Let's say the first actual +1 magic weapon you get is the Sorrow, and you don't find any common weapons like Longsword +1 or Greatsword +1 yet. The fighter of the party picks up the Polearm Master feat at level 4 because of this weapon. That itself is a story, how the Druids gave it to her as a gift after rescuing Halsin and saving the Grove, and how she learned to master it. (And lets remove that 1dmg per hit from Sorrow. It's so crippling no one will ever use this flavorful weapon. It's enough to have flavor text of "emitting sorrow" on the weapon. Not every detail has to be underlined with clumsy mechanical properties. Sometimes it can just be story and flavor to evoke imagination).

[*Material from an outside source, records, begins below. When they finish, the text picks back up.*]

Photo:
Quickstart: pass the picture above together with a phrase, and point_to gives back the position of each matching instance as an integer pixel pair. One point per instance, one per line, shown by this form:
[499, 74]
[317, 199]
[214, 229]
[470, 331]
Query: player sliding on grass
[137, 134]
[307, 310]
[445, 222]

If every PC in the party is loaded with +1 weapons and a bunch of weird conditional items, the coolness and uniqueness of a weapon like Sorrow that has a story is lost in the noise of Sparky Sparkslippers and Protecty Head-Helmets with "if you Jump and Dash on the same turn, you get a Lightning Charge and Disengage against Large Creatures".

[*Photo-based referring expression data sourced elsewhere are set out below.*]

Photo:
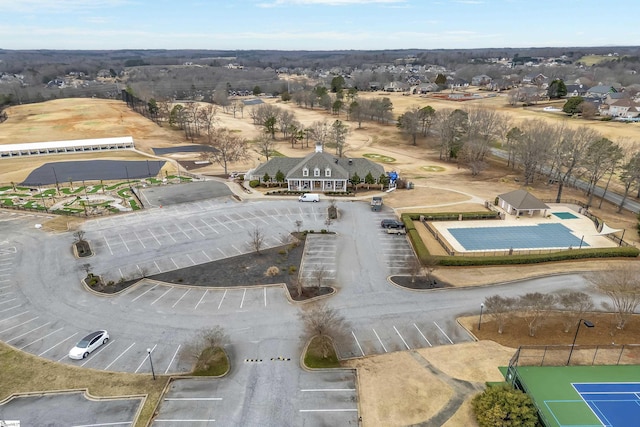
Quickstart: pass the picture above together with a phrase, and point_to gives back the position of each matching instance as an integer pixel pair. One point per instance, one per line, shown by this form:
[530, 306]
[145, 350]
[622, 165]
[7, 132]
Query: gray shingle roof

If you get an even distribution of magic weapons of all sorts, magic items are no longer a story. It's just gear. You don't make choices based on the items, you get items based on your preference. Magic items are not special anymore, they're mundane. Larian are quickly progressing towards making magic items mundane in BG3.

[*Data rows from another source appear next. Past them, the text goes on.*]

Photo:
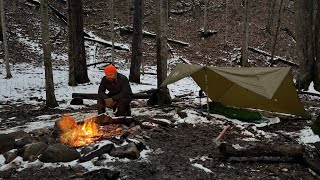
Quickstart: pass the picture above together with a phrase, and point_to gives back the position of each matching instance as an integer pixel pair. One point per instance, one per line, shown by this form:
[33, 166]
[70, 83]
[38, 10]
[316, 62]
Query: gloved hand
[110, 103]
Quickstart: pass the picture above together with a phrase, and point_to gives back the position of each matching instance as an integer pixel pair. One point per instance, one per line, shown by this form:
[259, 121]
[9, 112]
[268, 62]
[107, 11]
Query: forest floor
[175, 146]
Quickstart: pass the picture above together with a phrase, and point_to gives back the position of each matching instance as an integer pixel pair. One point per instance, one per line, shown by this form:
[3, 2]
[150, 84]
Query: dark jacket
[120, 88]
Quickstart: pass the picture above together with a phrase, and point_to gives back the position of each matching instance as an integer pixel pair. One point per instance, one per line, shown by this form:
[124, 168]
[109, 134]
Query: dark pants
[122, 106]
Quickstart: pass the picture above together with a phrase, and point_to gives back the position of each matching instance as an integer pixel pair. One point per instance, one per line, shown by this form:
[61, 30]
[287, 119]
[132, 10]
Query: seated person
[119, 92]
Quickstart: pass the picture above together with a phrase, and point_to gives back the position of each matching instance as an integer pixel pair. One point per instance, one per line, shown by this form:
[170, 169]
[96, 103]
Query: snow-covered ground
[27, 86]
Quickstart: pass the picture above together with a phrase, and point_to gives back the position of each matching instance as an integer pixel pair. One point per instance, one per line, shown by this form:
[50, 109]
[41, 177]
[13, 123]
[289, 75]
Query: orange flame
[76, 135]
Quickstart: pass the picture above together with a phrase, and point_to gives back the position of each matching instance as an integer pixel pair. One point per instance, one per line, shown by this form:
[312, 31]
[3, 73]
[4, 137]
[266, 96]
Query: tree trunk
[77, 60]
[162, 55]
[226, 23]
[271, 9]
[205, 19]
[1, 33]
[112, 31]
[244, 49]
[136, 42]
[5, 43]
[277, 31]
[316, 79]
[304, 25]
[50, 97]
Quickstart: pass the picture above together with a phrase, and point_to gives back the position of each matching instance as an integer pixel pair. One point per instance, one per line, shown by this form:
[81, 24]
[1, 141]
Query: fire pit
[79, 134]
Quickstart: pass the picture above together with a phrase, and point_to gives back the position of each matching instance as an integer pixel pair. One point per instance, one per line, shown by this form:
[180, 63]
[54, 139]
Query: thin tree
[205, 18]
[270, 17]
[245, 40]
[277, 31]
[50, 97]
[77, 60]
[5, 42]
[316, 79]
[112, 31]
[305, 38]
[162, 54]
[226, 24]
[136, 58]
[1, 33]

And at higher levels everyone will obviously have all sorts of magic gear anyway. It would be good to separate the low levels where you are starved of items and the high levels where you do have choice. That's one contributor to making your character feel like they have progressed. And even at high levels, choice should still exist between +2 this or +3 that, instead of getting everything you want at +3, conveniently from vendors. If you give players everything they want, magic items become mundane gear again. If you don't give players everything they want, you keep alive the thrill of adventuring and finding that awesome weapon in the next dungeon. You should never buy your best gear from vendors. If it's so amazing, why would anyone sell it in the first place?

Just to mention, none of what I'm saying is meant to defend the odd conditional items. They were a misstep, in my opinion.

That said, your point about a limited number of items is well taken. I think that would work incredibly well for the first playthrough. Unfortunately, I don't think it has as much replayability. Once the players know, for instance, that the only magic weapon is Sorrow, then they start to build around that from the start.